アボカドオイル(未精製)

特徴
未精製のアボカドオイルは非常に栄養価が高いキャリアオイルです。濃厚な質感が特徴で、体内では合成されない必須脂肪酸やビタミン類を多く含みます。角質への浸透力が他のキャリアオイルよりも高く、乾燥肌や成熟肌のフェイシャルマッサージに特に適しています。未精製のアボカドオイルは、貴重な栄養分がそのまま残っている一方で、粘性が高く、重たいタイプのオイルで、単独で使うとあまり滑りがよくありません。また、匂いもやや強いため、他のキャリアオイルに5~10%程度の割合で加えて使用するのが一般的です。(単独で使用してはいけないということではありません)精製されたアボカドオイルは匂いが取り除かれています。希釈するエッセンシャルオイル(精油)の香りを壊さずアボカドオイルを使用したい場合は、精製アボカドオイルをお使い下さい。

未精製のアボカドオイルは、低温になる沈殿物(もろみ)を生じますが、これは栄養分が豊富に残っている証拠です。さらに低温下で保存すると固まりますが、室温で再び液体に戻ります。葉緑素のクロロフィルを含むため、美しいエメラルドグリーン色をしています。

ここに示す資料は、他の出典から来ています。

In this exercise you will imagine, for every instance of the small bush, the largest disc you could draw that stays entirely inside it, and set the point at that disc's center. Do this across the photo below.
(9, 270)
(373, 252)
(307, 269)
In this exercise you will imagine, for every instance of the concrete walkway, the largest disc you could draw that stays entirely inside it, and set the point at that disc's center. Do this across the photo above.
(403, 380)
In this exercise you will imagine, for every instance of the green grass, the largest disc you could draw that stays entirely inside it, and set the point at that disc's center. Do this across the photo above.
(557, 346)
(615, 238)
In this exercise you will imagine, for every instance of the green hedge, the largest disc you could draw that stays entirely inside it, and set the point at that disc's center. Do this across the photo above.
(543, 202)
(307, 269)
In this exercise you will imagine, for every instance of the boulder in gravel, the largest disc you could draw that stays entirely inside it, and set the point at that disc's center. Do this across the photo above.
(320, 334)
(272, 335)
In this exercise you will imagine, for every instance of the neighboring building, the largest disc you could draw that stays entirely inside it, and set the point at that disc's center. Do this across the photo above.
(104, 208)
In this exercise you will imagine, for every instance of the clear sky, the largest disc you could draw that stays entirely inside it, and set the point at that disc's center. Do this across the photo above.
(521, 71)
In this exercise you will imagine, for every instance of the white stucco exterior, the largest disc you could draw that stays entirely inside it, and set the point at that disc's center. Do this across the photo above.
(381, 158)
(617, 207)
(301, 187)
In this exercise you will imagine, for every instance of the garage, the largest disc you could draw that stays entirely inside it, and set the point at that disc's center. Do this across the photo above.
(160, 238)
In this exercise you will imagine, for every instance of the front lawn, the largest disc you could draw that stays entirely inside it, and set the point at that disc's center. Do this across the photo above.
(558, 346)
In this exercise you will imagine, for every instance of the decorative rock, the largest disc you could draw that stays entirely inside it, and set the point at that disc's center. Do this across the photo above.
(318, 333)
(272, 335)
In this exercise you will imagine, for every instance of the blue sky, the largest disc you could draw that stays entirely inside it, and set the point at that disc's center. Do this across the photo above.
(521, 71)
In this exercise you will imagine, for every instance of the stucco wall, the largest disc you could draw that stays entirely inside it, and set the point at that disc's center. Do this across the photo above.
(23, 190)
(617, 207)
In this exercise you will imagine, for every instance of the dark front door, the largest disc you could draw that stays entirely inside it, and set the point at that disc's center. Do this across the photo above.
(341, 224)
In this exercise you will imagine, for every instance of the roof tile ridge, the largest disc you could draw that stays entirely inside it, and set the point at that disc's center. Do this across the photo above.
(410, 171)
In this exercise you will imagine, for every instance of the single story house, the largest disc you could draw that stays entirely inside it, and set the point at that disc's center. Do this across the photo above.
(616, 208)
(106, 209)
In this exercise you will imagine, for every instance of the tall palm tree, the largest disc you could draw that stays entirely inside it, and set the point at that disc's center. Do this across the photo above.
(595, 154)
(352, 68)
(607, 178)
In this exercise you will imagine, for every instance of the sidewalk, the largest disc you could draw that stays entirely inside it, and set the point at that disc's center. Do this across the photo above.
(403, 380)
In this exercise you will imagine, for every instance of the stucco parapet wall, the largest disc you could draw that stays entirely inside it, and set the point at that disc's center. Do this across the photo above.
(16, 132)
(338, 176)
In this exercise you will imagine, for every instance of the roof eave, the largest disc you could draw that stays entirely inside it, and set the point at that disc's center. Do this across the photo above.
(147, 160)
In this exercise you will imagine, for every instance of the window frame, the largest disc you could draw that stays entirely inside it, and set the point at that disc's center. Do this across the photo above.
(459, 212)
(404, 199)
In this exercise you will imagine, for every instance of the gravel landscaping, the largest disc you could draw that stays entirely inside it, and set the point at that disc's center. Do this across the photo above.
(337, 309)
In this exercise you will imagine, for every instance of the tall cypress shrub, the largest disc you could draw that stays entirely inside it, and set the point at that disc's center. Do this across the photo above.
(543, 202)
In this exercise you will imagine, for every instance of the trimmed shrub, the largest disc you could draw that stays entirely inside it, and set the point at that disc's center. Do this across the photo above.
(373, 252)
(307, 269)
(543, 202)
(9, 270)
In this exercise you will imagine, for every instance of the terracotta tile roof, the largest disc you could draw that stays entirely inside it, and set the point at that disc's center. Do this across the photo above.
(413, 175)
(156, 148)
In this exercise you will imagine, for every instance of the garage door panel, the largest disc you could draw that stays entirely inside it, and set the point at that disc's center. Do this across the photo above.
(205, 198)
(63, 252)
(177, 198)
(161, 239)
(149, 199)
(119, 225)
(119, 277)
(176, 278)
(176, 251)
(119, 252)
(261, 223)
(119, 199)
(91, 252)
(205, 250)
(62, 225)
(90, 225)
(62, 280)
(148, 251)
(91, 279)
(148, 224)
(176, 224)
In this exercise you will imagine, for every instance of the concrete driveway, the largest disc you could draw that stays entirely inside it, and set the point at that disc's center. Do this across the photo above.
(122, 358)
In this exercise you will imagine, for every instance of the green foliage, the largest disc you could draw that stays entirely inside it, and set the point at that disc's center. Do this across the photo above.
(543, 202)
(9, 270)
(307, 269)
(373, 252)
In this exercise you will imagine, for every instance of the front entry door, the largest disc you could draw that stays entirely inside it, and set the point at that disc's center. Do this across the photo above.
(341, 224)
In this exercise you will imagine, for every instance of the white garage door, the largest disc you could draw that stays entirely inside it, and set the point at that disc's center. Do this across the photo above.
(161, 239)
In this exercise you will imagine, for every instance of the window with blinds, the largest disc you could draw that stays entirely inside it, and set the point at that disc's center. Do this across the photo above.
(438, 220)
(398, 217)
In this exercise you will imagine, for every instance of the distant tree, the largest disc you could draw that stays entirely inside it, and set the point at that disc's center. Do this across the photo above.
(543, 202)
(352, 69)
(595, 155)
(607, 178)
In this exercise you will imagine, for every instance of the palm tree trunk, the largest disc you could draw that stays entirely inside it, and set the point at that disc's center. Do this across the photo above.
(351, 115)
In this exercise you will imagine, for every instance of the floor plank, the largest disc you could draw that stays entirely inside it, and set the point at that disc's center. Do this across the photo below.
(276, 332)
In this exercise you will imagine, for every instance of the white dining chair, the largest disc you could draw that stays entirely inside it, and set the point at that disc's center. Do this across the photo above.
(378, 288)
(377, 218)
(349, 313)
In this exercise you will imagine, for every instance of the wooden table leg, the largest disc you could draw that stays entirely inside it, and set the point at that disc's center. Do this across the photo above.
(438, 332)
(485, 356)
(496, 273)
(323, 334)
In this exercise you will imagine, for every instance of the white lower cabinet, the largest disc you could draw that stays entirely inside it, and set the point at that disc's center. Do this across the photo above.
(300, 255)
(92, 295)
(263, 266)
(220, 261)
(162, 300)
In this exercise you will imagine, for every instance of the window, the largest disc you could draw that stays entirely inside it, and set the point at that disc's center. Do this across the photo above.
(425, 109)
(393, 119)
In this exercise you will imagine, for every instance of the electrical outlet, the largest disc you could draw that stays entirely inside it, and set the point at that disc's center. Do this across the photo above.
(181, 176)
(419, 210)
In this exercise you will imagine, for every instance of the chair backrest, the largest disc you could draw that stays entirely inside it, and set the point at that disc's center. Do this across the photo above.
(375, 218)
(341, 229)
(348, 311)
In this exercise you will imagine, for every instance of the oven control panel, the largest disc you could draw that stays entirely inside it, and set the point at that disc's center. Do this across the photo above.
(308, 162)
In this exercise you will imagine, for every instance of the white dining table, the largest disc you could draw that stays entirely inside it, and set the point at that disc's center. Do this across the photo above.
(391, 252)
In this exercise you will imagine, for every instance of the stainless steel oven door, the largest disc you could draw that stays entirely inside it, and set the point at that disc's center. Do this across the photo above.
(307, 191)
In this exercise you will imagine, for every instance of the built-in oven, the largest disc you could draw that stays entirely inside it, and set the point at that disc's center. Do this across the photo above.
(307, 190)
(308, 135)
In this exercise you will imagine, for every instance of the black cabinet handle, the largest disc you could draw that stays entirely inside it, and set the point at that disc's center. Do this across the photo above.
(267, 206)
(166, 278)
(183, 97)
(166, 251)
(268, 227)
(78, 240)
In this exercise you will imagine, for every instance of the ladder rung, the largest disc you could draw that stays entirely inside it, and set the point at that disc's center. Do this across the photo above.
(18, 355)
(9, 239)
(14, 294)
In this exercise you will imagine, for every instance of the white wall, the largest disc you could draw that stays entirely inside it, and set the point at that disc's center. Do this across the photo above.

食用としてもおなじみのアボカドの実を、新鮮なうちに皮を剥いでから乾燥し、水分を取り除いた後に、粉末状にして圧搾することによりオイルが得られます。
植物
アボカドはアメリカ大陸の熱帯地方が原産の植物で、現在でも南アメリカが主産地となっています。15世紀にスペイン人が持ち帰った後に、スペインやイスラエルなどヨーロッパ、中近東でも盛んに栽培されるようになりました。 洋ナシに似た形の果実は、食用としておなじみです。
エピソード
アボカドは原産地のアメリカ大陸では、紀元前7800年も前から栽培されており、果実が食用に利用されていました。ネイティブインディアンの間では、アボカドオイルは身体のケアや化粧用に利用されていた他、催淫特性があるとも考えられていました。また、果肉は頭皮、頭髪ケアの目的でも使用されていました。現在では、主に精製されたアボカドオイルがクリームや口紅等の原料として使用されています。
使い方のワンポイントアドバイス
  • 未精製のアボカドオイルは非常に豊富な栄養が含まれていますが、粘性が高く、滑りが良くない上に、比較的強い匂いがあります。単独で使うと、使用感があまり良くありませんので、他のキャリアオイル(メインオイル)に5~10%程度の割合で加えて使うのがお勧めです。
  • メインオイルとして使うキャリアオイルは、スイート・アーモンドアプリコット・カーネルグレープシードホホバマカデミアナッツのいずれかがお勧めです。
  • 精製したアボカドオイルは、未精製のものに特有な匂いが取り除かれています。希釈するエッセンシャルオイル(精油)の心理的効果を損ないたくない場合は、精製オイルを使用してください。
  • アボカドオイルは成熟肌、乾燥肌に特に適しています。